Out of all the atrocities Tigray and Tigrayans have faced, the man-made famine in Tigray is the most imminent threat to survival. An increasing number of people die from starvation-related deaths in the region each day. The Ethiopian government, along with its military forces and Eritrean troops, has deliberately starved Tigray over the last year. “They set our crops on fire, then they started burning the homes,” said Gebru Habtom, a farmer from Debre Harmaz. “Then they said they’d burn me next, so I fled for my life.” Another farmer said his crops, enough to feed his family of 7 for nearly a year, were also burned by military forces. The systematic destruction of the agricultural system by means of burning farms, looting tools, stealing seeds, and killing livestock has contributed to the grave food insecurity status in Tigray over the last year.

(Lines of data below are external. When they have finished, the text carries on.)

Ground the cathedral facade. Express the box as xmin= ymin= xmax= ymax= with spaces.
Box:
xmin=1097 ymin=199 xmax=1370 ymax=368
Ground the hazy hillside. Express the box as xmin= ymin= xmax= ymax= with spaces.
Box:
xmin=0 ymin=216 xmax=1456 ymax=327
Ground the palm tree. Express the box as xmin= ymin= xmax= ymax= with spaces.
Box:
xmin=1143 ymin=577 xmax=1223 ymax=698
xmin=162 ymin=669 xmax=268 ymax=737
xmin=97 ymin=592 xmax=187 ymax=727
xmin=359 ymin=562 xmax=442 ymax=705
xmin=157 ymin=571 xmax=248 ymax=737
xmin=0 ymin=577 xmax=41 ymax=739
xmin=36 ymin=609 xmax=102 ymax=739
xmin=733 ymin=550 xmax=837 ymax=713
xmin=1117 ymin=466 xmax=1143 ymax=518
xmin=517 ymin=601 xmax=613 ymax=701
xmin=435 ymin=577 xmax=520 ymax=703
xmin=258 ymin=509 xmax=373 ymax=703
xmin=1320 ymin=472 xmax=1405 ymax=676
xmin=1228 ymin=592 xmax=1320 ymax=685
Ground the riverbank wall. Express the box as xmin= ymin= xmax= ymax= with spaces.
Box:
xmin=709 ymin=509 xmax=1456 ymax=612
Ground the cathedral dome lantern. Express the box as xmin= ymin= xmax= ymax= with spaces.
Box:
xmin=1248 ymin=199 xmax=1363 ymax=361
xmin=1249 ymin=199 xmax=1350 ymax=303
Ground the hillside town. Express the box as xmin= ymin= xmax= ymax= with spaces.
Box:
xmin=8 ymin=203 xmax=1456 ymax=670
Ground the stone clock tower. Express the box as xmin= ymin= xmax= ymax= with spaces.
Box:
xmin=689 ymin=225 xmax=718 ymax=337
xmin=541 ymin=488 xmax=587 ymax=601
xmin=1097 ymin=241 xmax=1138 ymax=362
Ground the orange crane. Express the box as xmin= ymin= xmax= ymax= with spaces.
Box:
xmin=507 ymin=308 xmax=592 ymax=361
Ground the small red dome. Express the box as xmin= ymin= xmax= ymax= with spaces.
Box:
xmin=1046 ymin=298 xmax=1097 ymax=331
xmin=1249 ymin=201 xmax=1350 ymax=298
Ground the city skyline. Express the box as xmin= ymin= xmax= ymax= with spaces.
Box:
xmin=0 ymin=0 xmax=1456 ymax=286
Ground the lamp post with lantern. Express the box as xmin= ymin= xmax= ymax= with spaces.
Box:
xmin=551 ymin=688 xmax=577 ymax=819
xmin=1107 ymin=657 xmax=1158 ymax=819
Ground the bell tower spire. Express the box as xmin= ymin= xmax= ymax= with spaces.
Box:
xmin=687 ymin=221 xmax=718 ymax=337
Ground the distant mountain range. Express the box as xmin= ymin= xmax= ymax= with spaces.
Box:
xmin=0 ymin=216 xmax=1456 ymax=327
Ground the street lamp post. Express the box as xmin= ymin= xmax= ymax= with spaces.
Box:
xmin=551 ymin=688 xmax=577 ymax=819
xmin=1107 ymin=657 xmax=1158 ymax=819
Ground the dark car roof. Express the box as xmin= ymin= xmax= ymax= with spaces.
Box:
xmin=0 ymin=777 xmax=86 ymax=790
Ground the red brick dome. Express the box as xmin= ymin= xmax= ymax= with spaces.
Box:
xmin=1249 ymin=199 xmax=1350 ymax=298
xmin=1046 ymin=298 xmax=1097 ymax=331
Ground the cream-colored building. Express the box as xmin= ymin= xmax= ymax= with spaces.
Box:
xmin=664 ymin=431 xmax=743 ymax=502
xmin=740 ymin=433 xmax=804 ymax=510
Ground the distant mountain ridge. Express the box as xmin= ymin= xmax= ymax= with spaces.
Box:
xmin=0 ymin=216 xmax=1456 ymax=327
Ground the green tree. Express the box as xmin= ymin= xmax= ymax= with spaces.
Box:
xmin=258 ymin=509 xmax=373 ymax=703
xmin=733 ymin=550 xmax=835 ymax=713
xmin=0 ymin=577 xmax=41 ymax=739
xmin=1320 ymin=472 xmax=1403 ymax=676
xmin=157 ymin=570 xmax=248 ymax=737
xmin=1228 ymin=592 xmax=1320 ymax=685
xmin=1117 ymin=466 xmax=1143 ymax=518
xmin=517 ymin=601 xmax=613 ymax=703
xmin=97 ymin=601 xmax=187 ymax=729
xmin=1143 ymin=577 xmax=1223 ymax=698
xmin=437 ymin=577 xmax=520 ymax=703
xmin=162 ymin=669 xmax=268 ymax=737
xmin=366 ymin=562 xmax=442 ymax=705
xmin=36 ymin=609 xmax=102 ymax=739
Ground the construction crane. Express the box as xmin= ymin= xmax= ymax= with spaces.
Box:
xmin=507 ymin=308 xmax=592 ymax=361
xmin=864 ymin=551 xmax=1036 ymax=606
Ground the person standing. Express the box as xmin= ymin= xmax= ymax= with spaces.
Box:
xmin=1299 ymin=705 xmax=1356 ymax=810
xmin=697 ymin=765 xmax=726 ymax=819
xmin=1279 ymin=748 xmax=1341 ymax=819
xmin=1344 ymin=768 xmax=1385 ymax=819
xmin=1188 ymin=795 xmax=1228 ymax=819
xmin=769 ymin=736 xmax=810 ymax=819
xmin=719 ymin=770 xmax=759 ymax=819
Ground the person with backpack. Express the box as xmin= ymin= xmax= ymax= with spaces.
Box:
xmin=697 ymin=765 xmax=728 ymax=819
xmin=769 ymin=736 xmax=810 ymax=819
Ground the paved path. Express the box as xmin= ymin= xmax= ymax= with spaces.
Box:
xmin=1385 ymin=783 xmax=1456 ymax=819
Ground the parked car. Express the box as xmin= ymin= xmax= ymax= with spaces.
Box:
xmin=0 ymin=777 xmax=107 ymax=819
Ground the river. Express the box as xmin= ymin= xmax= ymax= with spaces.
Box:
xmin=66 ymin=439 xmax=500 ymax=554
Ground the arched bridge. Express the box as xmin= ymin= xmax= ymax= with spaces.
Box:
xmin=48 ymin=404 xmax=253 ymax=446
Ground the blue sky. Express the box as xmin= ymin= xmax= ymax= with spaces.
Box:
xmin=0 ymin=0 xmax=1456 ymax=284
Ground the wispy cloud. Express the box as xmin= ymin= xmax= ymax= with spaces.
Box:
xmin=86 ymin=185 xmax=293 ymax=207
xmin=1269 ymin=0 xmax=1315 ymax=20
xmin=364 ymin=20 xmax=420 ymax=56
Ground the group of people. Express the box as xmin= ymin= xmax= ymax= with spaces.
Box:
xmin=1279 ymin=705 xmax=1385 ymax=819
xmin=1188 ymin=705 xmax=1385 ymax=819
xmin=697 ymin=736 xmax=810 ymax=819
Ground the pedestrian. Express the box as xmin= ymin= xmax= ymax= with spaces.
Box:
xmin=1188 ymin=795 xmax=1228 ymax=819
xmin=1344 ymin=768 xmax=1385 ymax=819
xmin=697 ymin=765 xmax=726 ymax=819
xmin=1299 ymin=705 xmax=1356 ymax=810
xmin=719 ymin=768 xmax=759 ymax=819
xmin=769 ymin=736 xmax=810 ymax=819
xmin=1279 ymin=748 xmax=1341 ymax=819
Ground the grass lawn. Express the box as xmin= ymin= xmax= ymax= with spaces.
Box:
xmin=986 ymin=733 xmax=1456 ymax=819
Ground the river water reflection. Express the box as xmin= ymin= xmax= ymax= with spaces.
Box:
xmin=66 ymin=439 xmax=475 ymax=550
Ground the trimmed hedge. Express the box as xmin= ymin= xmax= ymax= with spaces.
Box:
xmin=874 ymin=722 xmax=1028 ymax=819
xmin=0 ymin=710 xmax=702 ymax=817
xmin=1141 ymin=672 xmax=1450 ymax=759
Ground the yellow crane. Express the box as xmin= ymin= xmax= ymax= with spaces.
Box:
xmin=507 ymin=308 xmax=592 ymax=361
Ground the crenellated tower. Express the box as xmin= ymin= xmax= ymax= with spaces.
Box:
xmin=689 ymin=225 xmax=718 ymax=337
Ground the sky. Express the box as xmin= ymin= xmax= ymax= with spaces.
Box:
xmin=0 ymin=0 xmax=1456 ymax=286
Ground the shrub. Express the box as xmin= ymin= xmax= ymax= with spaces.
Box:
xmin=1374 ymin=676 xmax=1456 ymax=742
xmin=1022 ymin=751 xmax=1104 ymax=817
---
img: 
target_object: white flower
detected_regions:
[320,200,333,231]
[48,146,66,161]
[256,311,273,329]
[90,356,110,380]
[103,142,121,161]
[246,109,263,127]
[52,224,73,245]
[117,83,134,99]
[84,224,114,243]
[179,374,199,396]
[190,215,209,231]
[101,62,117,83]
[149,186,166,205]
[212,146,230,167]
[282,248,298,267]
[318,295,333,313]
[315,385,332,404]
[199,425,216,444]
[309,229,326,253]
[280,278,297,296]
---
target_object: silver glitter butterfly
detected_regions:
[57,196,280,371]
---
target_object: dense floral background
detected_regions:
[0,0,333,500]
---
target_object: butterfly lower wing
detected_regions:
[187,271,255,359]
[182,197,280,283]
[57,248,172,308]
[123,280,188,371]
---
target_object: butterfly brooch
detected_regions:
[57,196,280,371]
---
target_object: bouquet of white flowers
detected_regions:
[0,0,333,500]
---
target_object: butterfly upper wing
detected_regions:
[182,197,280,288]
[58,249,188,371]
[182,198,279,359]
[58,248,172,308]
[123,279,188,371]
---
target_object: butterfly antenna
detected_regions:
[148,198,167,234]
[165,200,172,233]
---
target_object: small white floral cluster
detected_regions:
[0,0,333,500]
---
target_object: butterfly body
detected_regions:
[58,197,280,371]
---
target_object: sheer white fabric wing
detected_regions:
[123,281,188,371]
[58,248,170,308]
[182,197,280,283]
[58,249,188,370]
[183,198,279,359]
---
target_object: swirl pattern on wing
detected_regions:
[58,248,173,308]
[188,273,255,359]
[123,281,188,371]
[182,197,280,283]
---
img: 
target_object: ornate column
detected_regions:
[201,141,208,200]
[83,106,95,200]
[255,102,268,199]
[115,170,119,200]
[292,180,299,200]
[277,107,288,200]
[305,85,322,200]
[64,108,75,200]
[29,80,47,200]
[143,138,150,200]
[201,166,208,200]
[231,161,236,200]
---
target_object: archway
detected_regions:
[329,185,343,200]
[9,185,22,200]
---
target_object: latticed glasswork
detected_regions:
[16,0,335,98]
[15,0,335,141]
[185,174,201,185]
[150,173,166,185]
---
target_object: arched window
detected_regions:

In an extensive account of the dire need for food aid in Tigray, one humanitarian group wrote, “People’s skin color was beginning to change due to hunger; they looked emaciated with protruding skeletal bones.” For many Tigrayans, this is reminiscent of the 1984 famine, when people would collect the bodies of their starved neighbors and family members who died the night before and conduct a mass burial the next day. Decades after one of the worst famine occurrences in the world, Tigray is being starved once again. The death toll of the Tigray famine is increasing exponentially, and food experts predict the worst for the future unless unfettered humanitarian aid is allowed immediately.
In just one year, the Ethiopian government and its allies have made sure to stagnate and reverse the progress Tigray had made in the last 30 years.
In Tigray and among the Tigrayan diaspora, the gift of time has become a curse, as a year of genocide has passed with disappointing, minimal action from the international community. Seventy years ago, the United Nations drafted and enacted the Convention on the Prevention and Punishment of the Crime of Genocide to ensure that people would “never again” face the horror of genocide; however, “never again” has been happening in Tigray over the last year under the watch of the United Nations and other actors. The Ethiopian government has failed to protect its citizens by conducting a genocide fueled by hate speech categorizing Tigrayans as cancers, weeds, and hyenas. Furthermore, the Ethiopian and Eritrean governments have not fulfilled their false promise to the international community to withdraw Eritrean troops from Tigray in March 2021. War crimes against Tigrayans continue to take place one year into the genocide, as recent airstrikes are indiscriminately dropped on civilians once again in Tigray’s capital city, Mekelle. Actions against the Ethiopian government and its allies must be taken swiftly to mitigate further damages from the Tigray genocide.
Lastly, life for Tigrayans in Tigray and the diaspora has completely transformed since November 2020. In one year of genocide, entire identities have shifted, and Tigrayan communities worldwide have become galvanized once again. The pain and trauma of the last year have become a fortifying catalyst for the mobilization of Tigrayan communities committed to ensuring Tigray will prevail for thousands of more years, as it did for the preceding thousands of years.
As Major General Teklebrhan Woldearegay stated, “We Tigrayans are like a phoenix bird. Resurrection is on its way.”